The maker of the Galaxy S6 is the crown jewel among the Samsung Group’s 70-odd companies. Yet the Lees directly own just 4.7 percent of the electronics business, which is also known as SEC. Sooner or later it’s likely to be affected as the family moves to tighten its grip on key assets in light of the ill-health of patriarch Lee Kun-hee, and to ensure it can pay an inheritance tax bill that could top $6 billion.

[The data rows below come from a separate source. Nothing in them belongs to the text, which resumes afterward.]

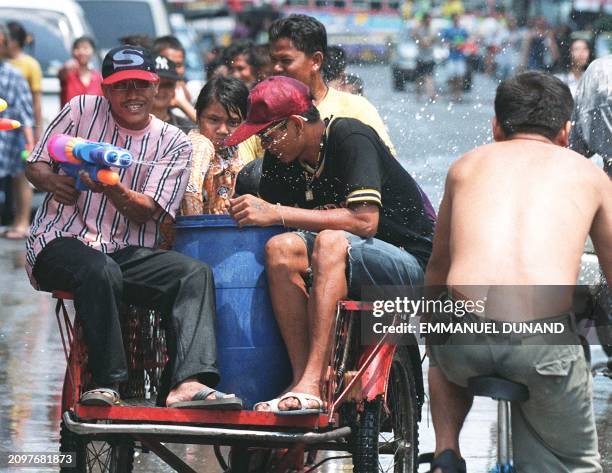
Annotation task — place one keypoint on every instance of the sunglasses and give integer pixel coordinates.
(136, 84)
(265, 135)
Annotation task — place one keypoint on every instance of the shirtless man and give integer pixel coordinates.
(517, 212)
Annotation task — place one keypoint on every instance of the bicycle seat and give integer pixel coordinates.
(498, 388)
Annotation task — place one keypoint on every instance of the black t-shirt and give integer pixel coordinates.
(357, 167)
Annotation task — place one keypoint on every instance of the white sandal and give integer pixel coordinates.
(304, 398)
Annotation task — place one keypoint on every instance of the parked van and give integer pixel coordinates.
(113, 19)
(54, 26)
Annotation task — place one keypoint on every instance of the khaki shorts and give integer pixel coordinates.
(554, 431)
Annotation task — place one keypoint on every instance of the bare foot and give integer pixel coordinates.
(185, 391)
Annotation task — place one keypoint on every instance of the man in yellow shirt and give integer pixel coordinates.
(298, 46)
(29, 68)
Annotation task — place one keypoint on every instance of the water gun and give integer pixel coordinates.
(7, 123)
(96, 159)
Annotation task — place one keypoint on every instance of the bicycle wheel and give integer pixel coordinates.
(97, 456)
(389, 442)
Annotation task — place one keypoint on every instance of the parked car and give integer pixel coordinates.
(54, 26)
(113, 19)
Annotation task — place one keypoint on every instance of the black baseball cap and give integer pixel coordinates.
(166, 68)
(128, 62)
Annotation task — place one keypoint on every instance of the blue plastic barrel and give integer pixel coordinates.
(252, 356)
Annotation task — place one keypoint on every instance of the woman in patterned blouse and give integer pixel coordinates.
(221, 107)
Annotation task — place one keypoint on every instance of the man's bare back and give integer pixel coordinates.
(521, 211)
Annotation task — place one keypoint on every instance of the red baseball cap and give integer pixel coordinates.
(272, 100)
(128, 62)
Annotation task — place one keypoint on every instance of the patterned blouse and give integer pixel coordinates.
(213, 177)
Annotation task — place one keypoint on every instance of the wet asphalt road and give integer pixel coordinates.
(428, 138)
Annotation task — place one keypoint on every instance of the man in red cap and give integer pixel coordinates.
(99, 244)
(362, 220)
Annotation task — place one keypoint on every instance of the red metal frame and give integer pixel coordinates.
(373, 371)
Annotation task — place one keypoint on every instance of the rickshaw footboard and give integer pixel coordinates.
(218, 434)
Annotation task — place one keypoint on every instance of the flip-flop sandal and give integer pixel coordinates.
(101, 397)
(199, 401)
(449, 462)
(302, 397)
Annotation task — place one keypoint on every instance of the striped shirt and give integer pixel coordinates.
(161, 154)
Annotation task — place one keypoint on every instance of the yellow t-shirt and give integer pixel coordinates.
(342, 104)
(30, 69)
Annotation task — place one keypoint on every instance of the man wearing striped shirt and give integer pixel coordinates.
(99, 243)
(362, 220)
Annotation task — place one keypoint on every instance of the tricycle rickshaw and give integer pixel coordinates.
(373, 394)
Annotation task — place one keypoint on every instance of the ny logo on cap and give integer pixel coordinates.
(161, 63)
(127, 58)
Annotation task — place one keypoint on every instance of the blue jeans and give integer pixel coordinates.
(372, 262)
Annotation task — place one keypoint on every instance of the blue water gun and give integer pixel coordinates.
(95, 158)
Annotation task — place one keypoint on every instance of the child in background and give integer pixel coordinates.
(76, 76)
(221, 108)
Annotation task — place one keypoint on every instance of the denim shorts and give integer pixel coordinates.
(372, 262)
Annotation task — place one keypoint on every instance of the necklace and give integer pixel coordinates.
(309, 172)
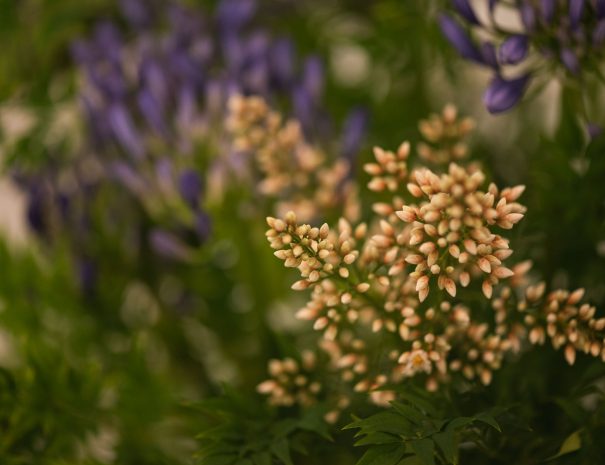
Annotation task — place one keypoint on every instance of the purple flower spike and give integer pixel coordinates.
(313, 77)
(282, 62)
(528, 16)
(124, 130)
(503, 94)
(488, 52)
(548, 9)
(513, 50)
(203, 225)
(190, 187)
(464, 8)
(600, 6)
(233, 14)
(598, 35)
(458, 37)
(570, 60)
(576, 8)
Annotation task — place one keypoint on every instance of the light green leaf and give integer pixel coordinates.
(572, 443)
(425, 450)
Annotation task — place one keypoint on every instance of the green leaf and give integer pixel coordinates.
(386, 422)
(572, 443)
(281, 450)
(489, 420)
(409, 413)
(458, 423)
(262, 458)
(377, 438)
(446, 441)
(425, 450)
(383, 455)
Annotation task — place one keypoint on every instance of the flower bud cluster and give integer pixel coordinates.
(292, 382)
(444, 137)
(403, 297)
(292, 170)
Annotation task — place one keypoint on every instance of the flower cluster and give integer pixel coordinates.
(444, 137)
(567, 34)
(404, 296)
(291, 382)
(290, 167)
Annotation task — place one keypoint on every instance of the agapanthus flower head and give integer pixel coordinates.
(565, 34)
(156, 100)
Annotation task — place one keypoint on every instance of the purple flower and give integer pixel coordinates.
(598, 35)
(528, 16)
(514, 49)
(488, 53)
(458, 37)
(233, 14)
(464, 8)
(576, 8)
(124, 130)
(503, 94)
(190, 187)
(548, 9)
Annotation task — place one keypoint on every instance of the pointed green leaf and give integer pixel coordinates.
(425, 450)
(446, 441)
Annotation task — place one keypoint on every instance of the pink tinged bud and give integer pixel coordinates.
(450, 287)
(407, 214)
(422, 283)
(484, 264)
(321, 323)
(575, 296)
(470, 246)
(415, 190)
(300, 285)
(372, 169)
(423, 294)
(487, 289)
(570, 354)
(266, 387)
(503, 272)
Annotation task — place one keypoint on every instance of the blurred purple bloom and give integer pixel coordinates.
(124, 130)
(600, 7)
(282, 62)
(458, 37)
(488, 54)
(464, 8)
(513, 49)
(190, 187)
(137, 12)
(313, 77)
(576, 8)
(598, 35)
(528, 16)
(503, 94)
(548, 9)
(233, 14)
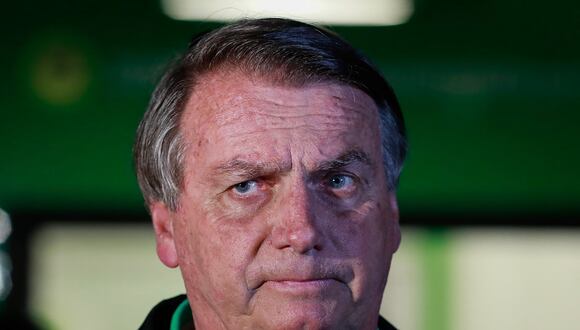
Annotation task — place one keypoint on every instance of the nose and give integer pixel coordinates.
(296, 222)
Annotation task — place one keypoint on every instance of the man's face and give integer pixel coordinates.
(285, 219)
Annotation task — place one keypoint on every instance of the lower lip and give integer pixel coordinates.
(301, 286)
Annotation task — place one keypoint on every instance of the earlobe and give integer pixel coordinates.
(394, 219)
(163, 225)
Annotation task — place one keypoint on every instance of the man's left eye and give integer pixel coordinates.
(246, 187)
(340, 181)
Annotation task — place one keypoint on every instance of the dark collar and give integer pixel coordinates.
(160, 316)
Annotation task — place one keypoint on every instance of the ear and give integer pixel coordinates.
(394, 219)
(163, 225)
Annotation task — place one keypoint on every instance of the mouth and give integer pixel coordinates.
(300, 285)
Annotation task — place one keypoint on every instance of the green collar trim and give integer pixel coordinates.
(181, 316)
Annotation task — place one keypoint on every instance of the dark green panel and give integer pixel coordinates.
(489, 90)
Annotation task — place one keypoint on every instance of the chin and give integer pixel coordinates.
(304, 315)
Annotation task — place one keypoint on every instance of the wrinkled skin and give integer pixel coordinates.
(285, 220)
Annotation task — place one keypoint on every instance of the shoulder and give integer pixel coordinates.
(160, 316)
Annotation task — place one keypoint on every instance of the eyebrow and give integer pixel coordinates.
(242, 168)
(345, 159)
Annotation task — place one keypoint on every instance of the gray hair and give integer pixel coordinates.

The hope is that a group restructuring will lead SEC to distribute more of its $44 billion cash pile. A measly payout ratio is one reason SEC trades on one times forward price-to-book, or just one-quarter the level of its more generous U.S. rival Apple. SEC argues it needs cash to develop new technologies like curved screens – but boosting dividends now is also not in the family’s interest if they can secure a bigger stake in the smartphone business.

One worry is that the undervalued SEC may issue new shares to buy the richly priced IT services group Samsung SDS, which is 19 percent owned by the family directly. That would dilute existing SEC investors. Samsung insists it has no such plans but it could push through a deal without a shareholder vote because SDS’s market value, at $20 billion, is around just 10 percent of SEC’s. Another theory is that Samsung may also try to shore up control by adopting a holding company structure like rival LG Group.

Samsung has promised higher dividends to get its way before. It was one of the group’s many carrots to rally investor support for another inter-group deal, on lowball terms, which Elliott almost defeated. It could try to do so again here. If so, SEC’s many foreign shareholders should push back and insist: these are two separate issues.